Facts or numbers, collected to be examined and considered and used to help decision-making. Many associate it with bits and bytes due to the advancement in the digital era. Data can also be texts or numbers written on papers.
Data is measured, collected and reported, and analyzed, whereupon it is often visualized using graphs, images or other analysis tools.
Data can be generated by:
- Humans
- Machines
- Human-Machine combinations
Due to the expansion of the Internet along with smartphones, the amount of data created by humanity (along with machines)has exploded. It is now on a growth curve that is exponential.
Process
Raw data (“unprocessed data”) is often a collection of numbers or characters before it’s been “cleaned” and corrected by researchers. It must be corrected so that we can remove outliers, instrument or data entry errors. Data processing commonly occurs by stages, and therefore the “processed data” from one stage could also be considered the “raw environment.
Experimental data is the data that is generated within the observation of scientific investigations. This is often used in research.
Artificial Intelligence
The advancement of artificial intelligence is requiring a great deal more data. To date, most of the process entails the combination of growing amounts of computing with expanding data.
Machine learning engines use the Internet to scrap data from social media sites. This led to platform such as Twitter and Reddit to take steps to reduce the pulling of their data. Since it is on their servers, these technology companies look at it as theirs.
Corporations that generate the most data have an obvious advantage. Two of the leaders are Facebook and Google, both of who are leading websites.
AI requires a foundation of specialized hardware and software for writing and training machine learning algorithms. This tends to be a process that comes with a heavy price tag.
That said, due to processes such as Moore's Law, we see the capability for AI development expanding. No longer are breakthroughs are coming only from large corporations with the ability to hire the best developers.
Why Is Data Important
It helps to support organizational decision-making and strategy.

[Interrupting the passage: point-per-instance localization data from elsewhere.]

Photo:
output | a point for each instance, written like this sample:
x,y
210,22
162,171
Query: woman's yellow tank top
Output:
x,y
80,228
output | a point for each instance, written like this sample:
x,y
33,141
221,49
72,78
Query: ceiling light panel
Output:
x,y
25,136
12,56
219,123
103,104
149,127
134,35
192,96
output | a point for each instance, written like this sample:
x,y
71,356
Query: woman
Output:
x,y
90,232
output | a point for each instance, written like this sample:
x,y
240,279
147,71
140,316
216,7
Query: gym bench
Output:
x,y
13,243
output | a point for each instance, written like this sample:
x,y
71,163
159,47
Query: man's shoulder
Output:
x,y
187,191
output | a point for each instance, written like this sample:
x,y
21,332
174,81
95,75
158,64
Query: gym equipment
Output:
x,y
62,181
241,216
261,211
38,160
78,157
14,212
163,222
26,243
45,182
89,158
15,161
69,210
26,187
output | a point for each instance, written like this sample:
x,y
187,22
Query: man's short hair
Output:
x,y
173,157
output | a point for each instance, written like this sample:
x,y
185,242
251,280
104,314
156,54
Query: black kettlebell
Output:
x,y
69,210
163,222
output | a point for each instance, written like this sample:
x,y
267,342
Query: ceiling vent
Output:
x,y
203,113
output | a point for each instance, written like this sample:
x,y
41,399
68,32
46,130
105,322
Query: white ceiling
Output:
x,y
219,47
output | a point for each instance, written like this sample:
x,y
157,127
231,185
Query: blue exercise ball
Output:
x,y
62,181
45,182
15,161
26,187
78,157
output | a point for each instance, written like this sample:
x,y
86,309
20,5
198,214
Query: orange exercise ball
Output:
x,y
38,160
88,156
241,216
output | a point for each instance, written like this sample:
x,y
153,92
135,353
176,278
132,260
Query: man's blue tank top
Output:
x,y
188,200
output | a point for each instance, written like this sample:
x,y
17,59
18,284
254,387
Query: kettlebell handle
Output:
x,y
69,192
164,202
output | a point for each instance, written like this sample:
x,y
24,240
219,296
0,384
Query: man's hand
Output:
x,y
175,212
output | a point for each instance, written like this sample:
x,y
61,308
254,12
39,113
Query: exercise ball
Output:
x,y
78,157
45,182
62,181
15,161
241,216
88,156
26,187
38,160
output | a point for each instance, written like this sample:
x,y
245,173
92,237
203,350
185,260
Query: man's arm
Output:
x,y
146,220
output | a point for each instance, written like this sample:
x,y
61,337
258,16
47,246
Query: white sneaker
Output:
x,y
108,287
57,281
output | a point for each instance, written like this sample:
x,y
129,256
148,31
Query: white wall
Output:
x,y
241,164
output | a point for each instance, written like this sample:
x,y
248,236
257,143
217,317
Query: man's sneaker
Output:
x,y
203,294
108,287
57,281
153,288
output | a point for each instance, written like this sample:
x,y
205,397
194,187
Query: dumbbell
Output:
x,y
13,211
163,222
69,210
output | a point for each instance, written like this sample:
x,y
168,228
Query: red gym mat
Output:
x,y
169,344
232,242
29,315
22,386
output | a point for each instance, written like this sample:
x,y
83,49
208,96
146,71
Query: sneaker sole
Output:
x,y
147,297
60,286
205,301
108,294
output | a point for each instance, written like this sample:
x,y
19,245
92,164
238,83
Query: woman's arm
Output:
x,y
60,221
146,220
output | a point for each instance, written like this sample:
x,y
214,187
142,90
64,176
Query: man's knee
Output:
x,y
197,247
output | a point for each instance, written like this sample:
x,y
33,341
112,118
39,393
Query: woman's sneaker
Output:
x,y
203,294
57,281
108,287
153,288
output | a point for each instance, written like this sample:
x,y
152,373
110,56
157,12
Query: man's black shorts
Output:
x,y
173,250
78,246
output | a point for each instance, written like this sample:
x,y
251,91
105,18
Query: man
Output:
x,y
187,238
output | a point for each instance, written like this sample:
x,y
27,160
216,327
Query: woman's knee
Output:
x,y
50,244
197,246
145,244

- Data helps in make better decisions.
- Data helps in solve problems by finding the reason for underperformance.
- Data helps one to evaluate the performance.
- Data helps one improve processes.
All of this can help businesses to understand both consumers and the market.
Decentralized Data
Blockchain is introducing a new form of data storage.
Most databases are in possession of individual entities that house them on private servers. This means the data is controlled by that company through authorized access.
By establishing networks with decentralized nodes, data is duplicated on multiple servers that are unrelated.
This was originally brought to the masses with the release of the Bitcoin network. It was the first blockchain to operate in this manner.
The Bitcoin network is a ledger, housing data similar to that of a bank or financial institution. It is a series of transactions. All balances are adjusted as more information is processed.
Ethereum took things to the next level with the introduction of smart contracts. This allows for data outside that of a ledger to be stored on these decentralized chains.
Steem brought the storage of text at the base layer. This starting to bring social media into the picture. It took another turn when there was a fork which resulted in Hive.
Many feel blockchain is going to help usher in the era of distributed computing. With storage being decentralized, no longer would the Internet be build upon centralized cloud storage. The different data distribution is at the core of Web 3.0.
Data Accessibility
The last few decades saw a rise in data accessibility.
Databases are now stored on servers allowing people to access. Entire companies such as Netflix are built around this model.
When information is stored in physical form, it is hard to access, duplicate, and distribute. This was all accelerated as well as being simplified when it became digitized.